Refusing to allow Mr Erceg to file affidavits in reply
[34] Mr Ponniah next submitted that, if Balenia’s reply affidavits were correctly admitted, the judge wrongly refused to allow him to file further affidavits in response to them.
[35] We reject this submission. First, Mr Ponniah never made a formal application to adduce further evidence. He could not, as he held no sworn affidavits to be adduced. His real concern was to obtain an adjournment: we deal with that issue below.
[36] Secondly, the rules do not provide for replies to replies. We have already held that Balenia’s reply affidavits did not infringe r 141B. We are not saying a judge could never permit replies to replies, but the circumstances where that was appropriate would be rare. There must be an end to the filing of evidence on a summary judgment application. This was certainly not one of those rare occasions where the judge should have permitted replies to replies, even if such reply to reply affidavits had been sworn (which they had not been). As this court observed in [2008] NZCA 535, Mr Erceg had made a tactical decision not to file additional evidence in response to Balenia’s initial affidavits: at [5]. Having made such a tactical decision, Mr Erceg could not later change his mind and decide to file further affidavits after all.
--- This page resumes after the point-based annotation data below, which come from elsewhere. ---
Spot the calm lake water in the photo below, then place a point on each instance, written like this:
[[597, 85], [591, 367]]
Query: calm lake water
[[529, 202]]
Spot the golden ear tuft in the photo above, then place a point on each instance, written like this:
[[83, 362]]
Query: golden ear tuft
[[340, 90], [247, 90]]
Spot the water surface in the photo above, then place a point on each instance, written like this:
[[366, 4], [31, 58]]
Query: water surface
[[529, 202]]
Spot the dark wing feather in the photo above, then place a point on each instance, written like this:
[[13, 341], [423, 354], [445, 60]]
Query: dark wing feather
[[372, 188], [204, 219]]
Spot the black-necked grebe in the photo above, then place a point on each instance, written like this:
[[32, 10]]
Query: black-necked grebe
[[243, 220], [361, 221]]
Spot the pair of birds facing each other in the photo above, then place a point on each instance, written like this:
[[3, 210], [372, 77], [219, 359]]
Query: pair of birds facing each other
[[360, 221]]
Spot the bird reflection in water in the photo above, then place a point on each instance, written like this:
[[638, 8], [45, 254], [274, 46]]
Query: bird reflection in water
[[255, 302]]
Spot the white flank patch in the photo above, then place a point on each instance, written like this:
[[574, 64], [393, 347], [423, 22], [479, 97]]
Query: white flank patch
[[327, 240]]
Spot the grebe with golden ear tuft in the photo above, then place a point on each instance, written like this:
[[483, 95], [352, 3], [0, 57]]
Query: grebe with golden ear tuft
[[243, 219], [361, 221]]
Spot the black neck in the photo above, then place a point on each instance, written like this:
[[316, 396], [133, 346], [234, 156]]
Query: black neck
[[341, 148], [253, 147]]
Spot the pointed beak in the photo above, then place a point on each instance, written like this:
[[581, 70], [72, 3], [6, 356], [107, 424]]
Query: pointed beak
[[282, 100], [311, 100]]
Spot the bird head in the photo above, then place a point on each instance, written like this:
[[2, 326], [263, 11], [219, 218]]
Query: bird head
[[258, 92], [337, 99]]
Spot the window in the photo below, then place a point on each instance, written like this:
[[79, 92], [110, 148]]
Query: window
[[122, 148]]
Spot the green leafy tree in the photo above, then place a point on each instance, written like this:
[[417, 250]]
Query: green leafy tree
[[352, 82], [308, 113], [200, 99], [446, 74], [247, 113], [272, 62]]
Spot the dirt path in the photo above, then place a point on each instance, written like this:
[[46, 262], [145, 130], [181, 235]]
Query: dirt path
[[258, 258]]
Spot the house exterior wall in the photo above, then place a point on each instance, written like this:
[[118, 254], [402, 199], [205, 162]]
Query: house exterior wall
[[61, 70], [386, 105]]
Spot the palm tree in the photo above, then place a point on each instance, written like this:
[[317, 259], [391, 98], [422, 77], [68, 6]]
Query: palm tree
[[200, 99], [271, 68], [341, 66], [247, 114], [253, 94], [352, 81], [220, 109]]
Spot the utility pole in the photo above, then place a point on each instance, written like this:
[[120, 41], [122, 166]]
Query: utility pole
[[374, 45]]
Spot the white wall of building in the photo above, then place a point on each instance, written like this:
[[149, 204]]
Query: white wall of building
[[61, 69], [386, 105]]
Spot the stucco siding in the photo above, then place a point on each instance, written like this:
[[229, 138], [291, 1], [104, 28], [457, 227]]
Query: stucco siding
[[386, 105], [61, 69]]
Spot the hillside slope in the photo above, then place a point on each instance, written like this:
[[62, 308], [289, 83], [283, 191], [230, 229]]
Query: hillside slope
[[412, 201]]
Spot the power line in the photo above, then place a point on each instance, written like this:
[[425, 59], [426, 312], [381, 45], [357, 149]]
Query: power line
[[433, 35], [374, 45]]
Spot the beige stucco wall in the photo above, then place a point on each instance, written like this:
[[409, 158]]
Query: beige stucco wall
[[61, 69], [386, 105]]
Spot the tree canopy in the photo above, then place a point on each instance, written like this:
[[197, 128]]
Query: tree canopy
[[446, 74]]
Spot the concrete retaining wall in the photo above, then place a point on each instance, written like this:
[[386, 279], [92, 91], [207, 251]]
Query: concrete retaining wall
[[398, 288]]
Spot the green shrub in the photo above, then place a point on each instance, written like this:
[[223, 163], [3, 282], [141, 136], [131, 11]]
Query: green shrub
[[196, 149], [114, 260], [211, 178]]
[37] This conclusion also dictates the answer to whether Mr Erceg’s second affidavit should be admitted on the appeal. It should not be, and we so rule. Mr Erceg had his opportunity to respond to Balenia’s affidavits. We know from Mr Revell that Messrs Ponniah and Erceg were working on Mr Erceg’s second affidavit on 24 July and that Mr Revell expected it to be completed that day: see at [23] above. Obviously, a tactical decision was then made not to file it. Mr Erceg must live with his election. In no way could he now satisfy the well-known test for the admission of fresh evidence on an appeal. In this regard, see the discussion in [2008] NZCA 535 at [15].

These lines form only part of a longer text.